As Santorum rises, so does doubt about his policies
Too conservative to win in November?
Rick Santorum, the latest of five Republicans to lead national polls in the volatile race for the party’s presidential nomination, has a number of admirable qualities.
The former senator from Pennsylvania has run a disciplined campaign, speaks his mind, and makes an engaging pitch to many working class voters. In the 20-odd GOP debates, he has not frozen up or otherwise shown himself to be unprepared. When he goes negative, it is usually over a substantive policy disagreement, not some trumped-up triviality. And so far as is known, he has no embittered former wives or mistresses, no racist newsletters under his name, no Swiss bank accounts, no skeletons in the closet and no dogs on the roof of his car. More significant, he hasn’t stumbled over complex policy issues — the downfall of candidates Michele Bachmann and Rick Perry.
For these and other reasons, Santorum has been adding to his base of social conservative voters and has emerged as the leading rival to Mitt Romney for the GOP nomination. He has even giving Romney a run for his money in Tuesday’s primary in Michigan, Romney’s home state. For Santorum, a long shot left for dead after losing his Senate seat in an 18-point drubbing in 2006, the comeback has been remarkable.
With a rise in the polls, however, comes increased scrutiny, and the spotlight has begun to give Santorum a difficult problem: the characteristic most responsible for his rise — his authenticity as a social conservative — is also his greatest vulnerability. Some of his positions on social issues are so far out of the mainstream that he would struggle, if nominated, to attract independent voters and win the general election.
Santorum is a culture warrior at a time when the public cares most deeply about . . . the economy. His emphasis on issues such as abortion and gay marriage is one reason that a swing state like Pennsylvania turned on him. It is also a key reason behind his poor showing in New Hampshire earlier this year. In a state that allows non-republicans to vote in its GOP primary, he finished fifth after getting drawn into verbal skirmishes with college students over hot-button social issues.
Too often, Santorum sounds less like a presidential candidate than a religious leader or conservative academician making a broad critique of American society as too decadent and lacking in values. His disapproving view on birth control puts him at odds with the great majority of the public. His advocacy of criminal prosecution for doctors who perform abortions takes the issue to an extreme. And his assertion that modern feminism has ruined the traditional family puts him on thin ice with many modern career women.

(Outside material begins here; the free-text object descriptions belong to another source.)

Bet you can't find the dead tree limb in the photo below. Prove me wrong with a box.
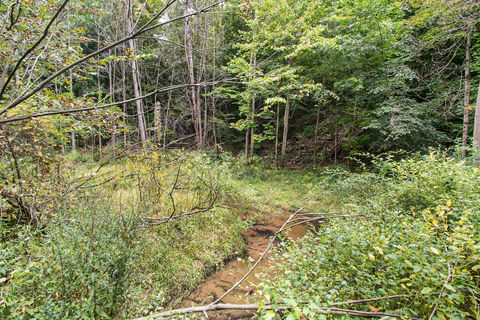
[0,78,239,125]
[144,171,219,225]
[132,302,406,319]
[330,295,408,306]
[164,158,183,223]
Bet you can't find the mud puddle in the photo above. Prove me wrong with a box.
[180,211,313,319]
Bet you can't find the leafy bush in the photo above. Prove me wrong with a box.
[257,152,480,319]
[1,201,138,319]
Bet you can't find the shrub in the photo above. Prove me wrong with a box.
[257,152,480,319]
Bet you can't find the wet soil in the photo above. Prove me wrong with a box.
[180,211,312,319]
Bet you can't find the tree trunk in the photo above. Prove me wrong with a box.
[280,97,290,168]
[0,62,9,91]
[99,134,103,160]
[275,103,280,169]
[126,0,147,148]
[72,132,77,152]
[201,14,209,146]
[69,67,76,151]
[154,101,162,145]
[68,13,76,153]
[204,83,208,146]
[244,130,249,161]
[249,54,257,159]
[473,80,480,165]
[250,98,255,159]
[212,28,218,153]
[334,119,338,164]
[163,72,174,150]
[313,101,321,166]
[462,30,472,158]
[184,0,203,148]
[108,54,116,153]
[121,61,128,148]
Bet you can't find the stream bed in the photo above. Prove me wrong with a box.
[180,211,312,319]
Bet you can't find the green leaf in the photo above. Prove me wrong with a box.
[421,287,434,295]
[263,310,276,320]
[443,284,456,292]
[286,312,298,320]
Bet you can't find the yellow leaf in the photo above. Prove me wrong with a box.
[257,300,265,312]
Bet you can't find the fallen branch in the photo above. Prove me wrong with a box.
[132,302,406,319]
[330,295,408,306]
[0,81,225,124]
[282,213,365,235]
[145,171,219,225]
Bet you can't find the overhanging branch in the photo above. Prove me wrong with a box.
[0,0,71,100]
[0,77,235,125]
[0,0,224,116]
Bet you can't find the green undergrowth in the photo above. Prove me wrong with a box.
[256,152,480,319]
[5,151,477,320]
[1,150,339,319]
[224,158,340,217]
[1,151,250,319]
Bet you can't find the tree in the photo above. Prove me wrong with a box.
[125,0,147,147]
[473,81,480,162]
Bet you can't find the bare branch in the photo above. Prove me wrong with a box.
[132,302,406,319]
[211,208,303,305]
[0,79,232,125]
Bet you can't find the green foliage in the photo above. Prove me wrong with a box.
[1,152,246,319]
[1,203,140,319]
[218,0,480,160]
[257,152,480,319]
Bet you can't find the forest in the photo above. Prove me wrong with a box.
[0,0,479,319]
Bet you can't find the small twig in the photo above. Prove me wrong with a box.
[284,216,324,230]
[145,169,219,225]
[284,214,365,232]
[429,246,452,320]
[164,159,183,223]
[330,295,408,306]
[202,310,209,319]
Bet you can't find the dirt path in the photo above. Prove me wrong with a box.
[181,211,312,319]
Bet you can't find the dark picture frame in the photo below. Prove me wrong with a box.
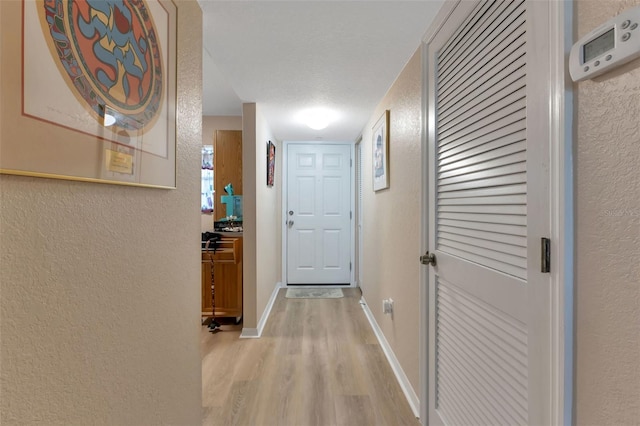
[267,140,276,187]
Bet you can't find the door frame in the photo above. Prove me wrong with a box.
[355,136,364,289]
[281,140,357,288]
[418,1,575,424]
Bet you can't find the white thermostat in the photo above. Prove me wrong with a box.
[569,5,640,82]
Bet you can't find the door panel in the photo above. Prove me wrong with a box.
[287,144,351,284]
[297,176,315,214]
[323,230,341,268]
[323,177,342,215]
[296,230,315,268]
[436,277,528,425]
[427,0,552,424]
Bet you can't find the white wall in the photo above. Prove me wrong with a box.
[242,103,282,331]
[574,0,640,423]
[201,115,242,232]
[360,48,423,393]
[0,1,203,424]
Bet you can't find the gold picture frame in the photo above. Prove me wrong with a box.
[372,110,390,191]
[0,0,178,188]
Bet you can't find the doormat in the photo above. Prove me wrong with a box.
[285,288,344,299]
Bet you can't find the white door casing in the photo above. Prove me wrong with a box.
[355,139,364,288]
[422,0,567,424]
[285,143,352,285]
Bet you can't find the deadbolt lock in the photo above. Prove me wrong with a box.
[420,251,436,266]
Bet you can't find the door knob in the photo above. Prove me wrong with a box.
[420,251,436,266]
[288,220,294,227]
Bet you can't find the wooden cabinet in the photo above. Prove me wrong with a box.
[214,130,242,220]
[201,236,243,318]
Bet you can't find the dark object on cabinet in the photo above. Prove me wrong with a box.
[201,232,222,250]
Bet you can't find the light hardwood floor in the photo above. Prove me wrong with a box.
[201,288,420,426]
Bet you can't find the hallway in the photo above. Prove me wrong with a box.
[201,288,419,426]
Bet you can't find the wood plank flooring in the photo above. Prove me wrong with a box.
[201,288,419,426]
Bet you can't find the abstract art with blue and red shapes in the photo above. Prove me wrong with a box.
[40,0,164,131]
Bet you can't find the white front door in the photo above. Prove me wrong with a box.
[426,0,554,424]
[286,143,352,285]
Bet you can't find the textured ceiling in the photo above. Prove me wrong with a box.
[199,0,444,141]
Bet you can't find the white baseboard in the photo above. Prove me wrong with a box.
[257,281,281,335]
[360,295,420,418]
[239,327,259,338]
[240,281,281,339]
[282,284,354,288]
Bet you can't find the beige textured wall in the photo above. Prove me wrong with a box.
[242,103,258,329]
[201,115,242,232]
[361,48,422,393]
[575,1,640,424]
[241,104,281,331]
[202,116,243,143]
[255,105,282,318]
[0,1,203,424]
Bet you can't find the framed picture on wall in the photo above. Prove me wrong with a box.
[267,140,276,187]
[372,110,390,191]
[0,0,178,188]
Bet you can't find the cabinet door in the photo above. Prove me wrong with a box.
[201,237,243,318]
[201,260,213,315]
[214,130,242,219]
[213,263,242,317]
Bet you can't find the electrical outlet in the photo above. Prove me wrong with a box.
[382,298,394,315]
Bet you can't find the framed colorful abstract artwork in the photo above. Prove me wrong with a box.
[0,0,177,188]
[266,140,275,187]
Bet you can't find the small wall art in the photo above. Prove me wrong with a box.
[372,110,390,191]
[267,140,276,187]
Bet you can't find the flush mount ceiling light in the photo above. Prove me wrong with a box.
[297,108,338,130]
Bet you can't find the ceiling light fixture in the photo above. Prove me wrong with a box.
[298,108,337,130]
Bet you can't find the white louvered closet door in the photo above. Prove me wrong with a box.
[426,0,552,425]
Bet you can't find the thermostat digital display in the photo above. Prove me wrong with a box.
[569,6,640,82]
[583,29,614,63]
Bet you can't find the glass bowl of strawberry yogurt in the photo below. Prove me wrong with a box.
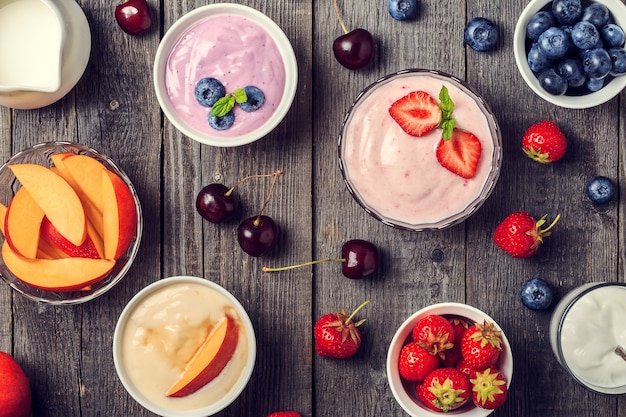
[338,69,502,231]
[154,3,298,147]
[113,276,256,417]
[386,302,513,416]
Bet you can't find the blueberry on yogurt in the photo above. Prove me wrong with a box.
[208,109,235,130]
[195,77,226,107]
[238,86,265,112]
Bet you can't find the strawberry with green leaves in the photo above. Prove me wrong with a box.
[411,314,455,358]
[266,412,302,417]
[313,300,369,359]
[416,367,471,412]
[389,86,482,179]
[493,212,561,258]
[460,321,503,370]
[398,341,440,382]
[471,368,508,409]
[522,120,567,163]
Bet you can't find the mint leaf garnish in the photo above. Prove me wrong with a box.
[211,95,235,117]
[233,88,247,104]
[438,86,456,140]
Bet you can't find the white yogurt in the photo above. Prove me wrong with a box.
[549,283,626,394]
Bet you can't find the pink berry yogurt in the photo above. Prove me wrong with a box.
[164,13,287,138]
[339,70,502,230]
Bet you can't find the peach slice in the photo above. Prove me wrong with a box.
[102,170,137,260]
[40,217,100,259]
[166,315,239,397]
[51,153,105,239]
[1,242,114,292]
[59,154,107,212]
[8,164,86,246]
[4,187,44,259]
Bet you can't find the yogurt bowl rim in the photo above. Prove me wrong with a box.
[112,275,257,417]
[337,68,503,232]
[513,0,626,109]
[386,302,513,417]
[153,3,298,147]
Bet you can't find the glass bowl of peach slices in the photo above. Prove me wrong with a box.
[0,141,142,304]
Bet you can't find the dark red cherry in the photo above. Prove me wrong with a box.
[341,239,379,279]
[237,215,279,257]
[196,183,239,223]
[115,0,152,36]
[333,28,375,70]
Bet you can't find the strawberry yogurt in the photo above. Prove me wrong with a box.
[339,70,501,230]
[164,13,287,138]
[549,282,626,395]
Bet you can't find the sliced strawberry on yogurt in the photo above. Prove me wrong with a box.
[435,129,482,179]
[389,91,442,137]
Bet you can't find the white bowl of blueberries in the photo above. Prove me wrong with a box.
[514,0,626,108]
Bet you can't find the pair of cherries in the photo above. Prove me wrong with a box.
[196,171,282,257]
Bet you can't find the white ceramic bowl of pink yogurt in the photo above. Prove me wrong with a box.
[153,4,298,147]
[338,69,502,231]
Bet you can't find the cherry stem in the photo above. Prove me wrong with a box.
[333,0,348,34]
[262,258,345,273]
[615,345,626,362]
[254,170,283,224]
[346,300,370,326]
[225,170,284,197]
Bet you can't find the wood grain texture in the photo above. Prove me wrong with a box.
[0,0,623,416]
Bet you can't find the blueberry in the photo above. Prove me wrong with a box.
[526,11,556,42]
[194,77,226,107]
[528,43,554,73]
[608,47,626,76]
[585,76,605,92]
[208,109,235,130]
[571,21,600,50]
[551,0,582,26]
[520,278,555,311]
[586,176,616,204]
[558,56,586,87]
[583,48,612,79]
[387,0,418,21]
[238,86,265,112]
[464,17,498,52]
[538,27,572,59]
[581,3,609,28]
[538,68,568,95]
[601,24,626,47]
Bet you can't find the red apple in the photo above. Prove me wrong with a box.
[0,352,31,417]
[115,0,152,36]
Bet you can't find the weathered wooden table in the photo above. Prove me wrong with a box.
[1,0,625,416]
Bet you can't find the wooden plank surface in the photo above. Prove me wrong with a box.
[0,0,624,416]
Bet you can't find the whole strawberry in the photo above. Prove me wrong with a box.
[441,317,470,367]
[266,412,302,417]
[461,321,503,370]
[411,314,455,357]
[493,211,560,258]
[313,300,369,358]
[416,368,471,412]
[522,120,567,163]
[398,341,440,382]
[471,368,508,409]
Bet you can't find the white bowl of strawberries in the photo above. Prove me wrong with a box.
[386,303,513,416]
[0,142,142,304]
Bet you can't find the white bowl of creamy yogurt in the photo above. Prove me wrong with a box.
[113,276,256,417]
[153,3,298,147]
[338,69,502,231]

Santorum’s economic views tend to be an extension of his social policy stances. This can be seen in his disapproval of virtually everything that the Bush and Obama administrations did to prevent the 2008 financial crisis from turning into an economic catastrophe.
To Santorum, almost any government involvement is bad, and what is most important at a time of crisis is to make sure that bad judgments be punished in an unforgiving marketplace. In this, he takes a virtue — limited government — and carries it to a rigid extreme, much like President Herbert Hoover’s Treasury secretary, Andrew Mellon, who argued that the unfolding Depression of the early 1930s could actually be a good thing as it would force people to work harder and lead more moral lives.
Those views are offset by some sound policy positions. More than any candidate other than Ron Paul, Santorum is candid about the need to fix entitlement programs. He also has a sensible approach to simplifying the corporate tax code.
If Santorum were to win the nomination, though, he’d face a difficult choice: Stick to the course that got him there, hoping that he can bring the nation to him, or make a dramatic course correction. The latter option would substantially improve his chances, particularly if he could convince undecided voters he wouldn’t seek to impose his moral beliefs on those who disagree. But the longer he waits to define himself in a way that will work next fall, the deeper his conundrum — and his party’s — becomes.